Better Descent Direction Gradient descent uses first-order information (i.e. gradient), x k + 1 = x k − t k ∇ f ( x k ) Locally −∇ f ( x k ) is the max-rate descending direction, but globally it may not be the “right” direction. 2 x T Qx with Q = diag { 0 . 01 , 1 } , optimum is x ∗ = 0 . Example. For f ( x ) = 1 ⋆ The negative gradient is −∇ f ( x ) = − Qx = − ( 0 . 01 x 1 , x 2 ) T quite different from the “right” descent direction d = − x . Note d = − Q − 1 ∇ f ( x ) = − [ ∇ 2 f ( x )] − 1 ∇ f ( x ) With second-order information (i.e. Hessian), we hope to do better. 17/24

CS257 Linear and Convex Optimization Lecture 10 Bo Jiang John - PowerPoint PPT Presentation

CS257 Linear and Convex Optimization Lecture 10 Bo Jiang John Hopcroft Center for Computer Science Shanghai Jiao Tong University November 9, 2020 Recap Strong convexity. f is m -strongly convex if 2 x 2 is convex f ( x ) m

CS257 Linear and Convex Optimization Lecture 7 Bo Jiang John Hopcroft Center for Computer

Convex Hell 362 dnc CS 16: Convex Hull Whoops, I mean... Convex Hull Whats a Convex Hull?

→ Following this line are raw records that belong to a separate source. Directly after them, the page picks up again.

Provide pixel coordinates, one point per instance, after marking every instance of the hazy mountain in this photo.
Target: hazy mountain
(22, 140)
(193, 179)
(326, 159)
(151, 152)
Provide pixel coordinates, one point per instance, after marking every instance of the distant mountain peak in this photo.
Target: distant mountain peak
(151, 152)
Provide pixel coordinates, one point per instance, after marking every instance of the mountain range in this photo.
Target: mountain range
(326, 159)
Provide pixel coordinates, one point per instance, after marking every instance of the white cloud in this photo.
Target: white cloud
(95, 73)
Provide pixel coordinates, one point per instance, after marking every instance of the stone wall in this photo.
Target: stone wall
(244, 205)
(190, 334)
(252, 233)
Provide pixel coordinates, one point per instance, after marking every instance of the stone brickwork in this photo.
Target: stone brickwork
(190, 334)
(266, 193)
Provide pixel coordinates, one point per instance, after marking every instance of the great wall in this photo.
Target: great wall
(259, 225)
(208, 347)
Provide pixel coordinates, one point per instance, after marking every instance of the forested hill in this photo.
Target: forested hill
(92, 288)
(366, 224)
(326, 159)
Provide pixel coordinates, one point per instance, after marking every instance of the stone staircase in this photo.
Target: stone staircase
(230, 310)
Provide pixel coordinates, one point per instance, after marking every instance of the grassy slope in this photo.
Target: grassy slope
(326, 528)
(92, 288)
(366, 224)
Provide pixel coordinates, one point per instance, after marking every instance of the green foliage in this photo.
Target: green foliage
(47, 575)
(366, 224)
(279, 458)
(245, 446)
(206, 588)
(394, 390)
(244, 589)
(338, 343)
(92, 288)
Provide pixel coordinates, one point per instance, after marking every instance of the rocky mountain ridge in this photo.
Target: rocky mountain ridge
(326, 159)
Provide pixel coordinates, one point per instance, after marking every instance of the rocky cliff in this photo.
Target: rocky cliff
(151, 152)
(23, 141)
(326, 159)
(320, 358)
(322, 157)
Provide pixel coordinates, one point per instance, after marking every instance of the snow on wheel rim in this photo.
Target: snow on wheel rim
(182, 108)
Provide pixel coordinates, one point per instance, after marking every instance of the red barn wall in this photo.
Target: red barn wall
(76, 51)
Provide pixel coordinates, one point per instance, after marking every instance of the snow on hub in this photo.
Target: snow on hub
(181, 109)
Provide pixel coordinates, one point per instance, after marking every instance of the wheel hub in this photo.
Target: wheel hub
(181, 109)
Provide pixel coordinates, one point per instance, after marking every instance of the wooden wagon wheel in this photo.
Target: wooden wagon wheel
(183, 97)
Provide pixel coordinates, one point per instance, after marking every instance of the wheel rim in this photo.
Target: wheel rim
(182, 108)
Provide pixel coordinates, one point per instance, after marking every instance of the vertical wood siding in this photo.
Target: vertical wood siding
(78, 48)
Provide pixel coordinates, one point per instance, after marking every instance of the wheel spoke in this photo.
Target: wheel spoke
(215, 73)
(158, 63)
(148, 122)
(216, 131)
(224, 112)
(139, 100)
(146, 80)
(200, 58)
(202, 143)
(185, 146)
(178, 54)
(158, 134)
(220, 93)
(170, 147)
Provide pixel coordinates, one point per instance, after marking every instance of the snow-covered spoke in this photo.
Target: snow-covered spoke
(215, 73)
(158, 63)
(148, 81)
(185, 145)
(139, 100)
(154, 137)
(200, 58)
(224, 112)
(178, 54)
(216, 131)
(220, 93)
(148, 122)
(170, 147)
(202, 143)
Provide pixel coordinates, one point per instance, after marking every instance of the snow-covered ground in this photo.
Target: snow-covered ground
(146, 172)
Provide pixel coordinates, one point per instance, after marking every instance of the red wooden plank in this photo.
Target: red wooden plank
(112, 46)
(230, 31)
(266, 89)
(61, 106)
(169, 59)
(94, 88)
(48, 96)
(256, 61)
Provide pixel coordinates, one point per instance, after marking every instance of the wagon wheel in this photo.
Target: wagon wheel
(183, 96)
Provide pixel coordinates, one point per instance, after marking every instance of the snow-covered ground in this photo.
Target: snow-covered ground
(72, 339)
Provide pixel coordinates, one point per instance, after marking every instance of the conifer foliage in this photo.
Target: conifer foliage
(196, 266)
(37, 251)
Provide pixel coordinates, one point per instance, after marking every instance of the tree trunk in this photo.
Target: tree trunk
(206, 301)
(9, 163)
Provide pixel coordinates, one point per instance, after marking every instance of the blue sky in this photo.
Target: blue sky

CS257 Linear and Convex Optimization Lecture 1 Bo Jiang John Hopcroft Center for Computer

CS257 Linear and Convex Optimization Lecture 9 Bo Jiang John Hopcroft Center for Computer

Convex Optimization 4. Convex Optimization Problems Prof. Ying Cui Department of Electrical

CS675: Convex and Combinatorial Optimization Fall 2019 Convex Optimization Problems Instructor:

CS675: Convex and Combinatorial Optimization Spring 2018 Convex Optimization Problems

constrained convex optimization virgil pavlu 1 convex set a set X in a vector space is convex if

CS675: Convex and Combinatorial Optimization Spring 2018 Convex Sets Instructor: Shaddin Dughmi

CS675: Convex and Combinatorial Optimization Fall 2019 Convex Functions Instructor: Shaddin

CS675: Convex and Combinatorial Optimization Fall 2019 Convex Sets Instructor: Shaddin Dughmi

CS675: Convex and Combinatorial Optimization Fall 2014 Convex Functions Instructor: Shaddin

Convex hull 1 - 1 Convex hull 1 - 2 Convex hull 1 - 3 Convex hull Definition, extremal

CS133 Computational Geometry Convex Hull 1 Convex Hull Given a set of n points, find the

Some Recent Advances in Non-convex Optimization Purushottam Kar IIT KANPUR Outline of the Talk

Faster convex optimization Simulated annealing & Interior point Elad Hazan Joint work with

Learning Step Size Controllers for Robust Neural Network Training Christian Daniel et al. Recent

Introduction to Machine Learning Linear Regression Prof. Andreas Krause Learning and Adaptive

Math 211 Math 211 Lecture #14 M ATLAB s ODE Solvers September 26, 2003 2 Matlab Solvers

On the steplength selection in Stochastic Gradient Methods Giorgia Franchini

CS 6316 Machine Learning Gradient Descent Yangfeng Ji Department of Computer Science University

Leamer Monoids and the Huneke-Wiegand Conjecture Roberto Carlos Pelayo Christopher ONeill

Machine Learning: Chenhao Tan University of Colorado Boulder LECTURE 5 Slides adapted from

Stepwise Refinement Lecture 6 CGS 3416 Spring 2017 February 6, 2017 Lecture 6CGS 3416 Spring

CS257 Linear and Convex Optimization Lecture 10 Bo Jiang John - PowerPoint PPT Presentation

CS257 Linear and Convex Optimization Lecture 10 Bo Jiang John Hopcroft Center for Computer Science Shanghai Jiao Tong University November 9, 2020 Recap Strong convexity. f is m -strongly convex if 2 x 2 is convex f ( x ) m

CS257 Linear and Convex Optimization Lecture 7 Bo Jiang John Hopcroft Center for Computer

Convex Hell 362 dnc CS 16: Convex Hull Whoops, I mean... Convex Hull Whats a Convex Hull?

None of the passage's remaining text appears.